You say it when you take the boys up on that bike race across the driveway, squeezing onto the leftover toddler tricycle, all knees and elbows. You do this even when the neighbors are watching. Always an example, you balance a too-small helmet on your head.
You say “I love you” when you share with the boys one of your greatest joys: film. It’s so fun to watch the three of you comb through movie trailers, plotting your next outing. At the theater you feed them some forbidden, celebratory butter-drowned popcorn and Reese’s Pieces. And the ride in your battered 2002 Honda Accord, moon roof agape, windows down — you’d think it was a Lamborghini for all the boys’ raving.
It’s “I love you” when you reread “Star Wars ABC” for the bajillionth time, tapping into your Lucasian expertise and spouting extra details about each character.
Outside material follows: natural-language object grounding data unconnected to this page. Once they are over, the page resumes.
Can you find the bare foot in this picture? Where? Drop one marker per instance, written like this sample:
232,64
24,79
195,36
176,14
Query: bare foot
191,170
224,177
You’ve tried so hard to introduce the kids to your favorite movies, and you ignite when their tepid interest finally turns genuine.
You say it loud when you lay out blueberry pancake ingredients and the griddle before you go to bed on Friday nights. You say it again the next morning when you invite your little helpers to pour and stir, and you pointedly leave me in bed to sleep a few extra winks. The boys beam when they bound into my bedroom ahead of you, each precariously clutching part of my breakfast-in-bed array.
A lot of times, your “I love you” comes in the hours when you work the hardest, building a company so we can build a life. You sneak an “I love you” when you quit working at 5:30 p.m. to make dinner and spend a couple hours with the kids, knowing that your work is mounting and that you’ll have to hop back on the computer after their bedtime.
But even after that second shift, so to speak, you tell me you love me when you volunteer to go to the grocery store late at night. I tell you it’s OK, you don’t have to go, I’ll do it in the morning. You deflect, knowing that grocery stores plus preschoolers boils my blood, and you insist that you enjoy the escape from the house, where you work and spend almost all of your waking hours. You return with the essentials after I’m asleep, plus a treat for everyone: melon or suckers for the boys, no-bake cookies or flowers for me. We feel pampered.
Through the chaos, we might not verbalize our appreciation enough. But watch us gobble those pancakes. Watch the kids scream in delight as they race toward the Honda Accord for a ride.
Dad, we notice, and we love you for all you do.